In her opening passage, Tavernise works from a forty-year-old script, in which a charismatic principal (or superintendent) is said to have dramatically changed a floundering big-city school (or school system). But at no point does she offer any data indicating that Baltimore’s proficiency rates have improved under Alonso. Instead, she offers that silly third paragraph, in which she deals with a notoriously tricky statistic (drop-out/graduation rate), using alleged improvement as a marker of Alonso’s supposed success. That said: If fewer kids are dropping out during their high school years, does that mean that they—and their younger siblings—are actually reading and doing math better? At no point does Tavernise give any reason for believing that any such thing has occurred. Instead, she offers that silly third paragraph, in which she states, three different ways (see below), that the drop-out rate is now lower.

Has Alonso raised proficiency rates? At no point does Tavernise make such a claim.
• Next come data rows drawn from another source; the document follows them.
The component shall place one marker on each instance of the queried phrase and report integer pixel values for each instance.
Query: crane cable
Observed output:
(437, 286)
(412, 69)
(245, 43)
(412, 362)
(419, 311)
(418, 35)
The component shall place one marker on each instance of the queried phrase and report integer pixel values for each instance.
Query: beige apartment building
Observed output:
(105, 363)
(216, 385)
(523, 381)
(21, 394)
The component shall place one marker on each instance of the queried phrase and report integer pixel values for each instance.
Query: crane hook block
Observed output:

But reports like hers have never been designed to produce real analysis. For at least the past forty years, reports like this have been offered as acts of civic boosterism, designed to reassure the public about favored schools, school systems, superintendents and reform plans. In this case, it’s Alonso who is being favored and puffed, although that isn’t his fault.

“Few are arguing with his results,” Tavernise says—although she describes no “results” at all, beyond an alleged reduction in drop-out rate. More specifically, Tavernise never specifically claims that Baltimore’s “proficiency rates” have improved in the past three years. We’ll guess that few readers noticed this omission, since Tavernise skillfully implies that this type of improvement has occurred. But then, Tavernise is engaged in propaganda, not proof, in line with an ugly old press corps script which has worked to harm children for decades.

Can Baltimore’s children read, write, reason? Why demand such performance from them, when our nation’s most famous “journalists” “reason” as Tavernise does?

Tomorrow—part 2: Why puff Alonso?

The rule of three: Again, here is the principal passage where Tavernise describes Alonso’s “results.” Truly, this is just sad:

TAVERNISE: Not everyone likes Dr. Alonso’s methods, and many find that his brassy self-confidence can grate. But few are arguing with his results. Since he was hired, the dropout rate has fallen by half, more students are graduating and for the first time in many years, the system has gained students instead of losing them.

A casual reader may think he is reading a list of Alonso’s “results.” But if “the dropout rate has fallen,” then, presumably by definition, “more students are graduating.” Presumably, this will also explain, or help to explain, why the system is “gaining students.”

Presumably, it’s a good thing when the dropout rate declines. But Tavernise seems to have turned one “result” into three! Why would a journalist do that? Is this really cheerleading?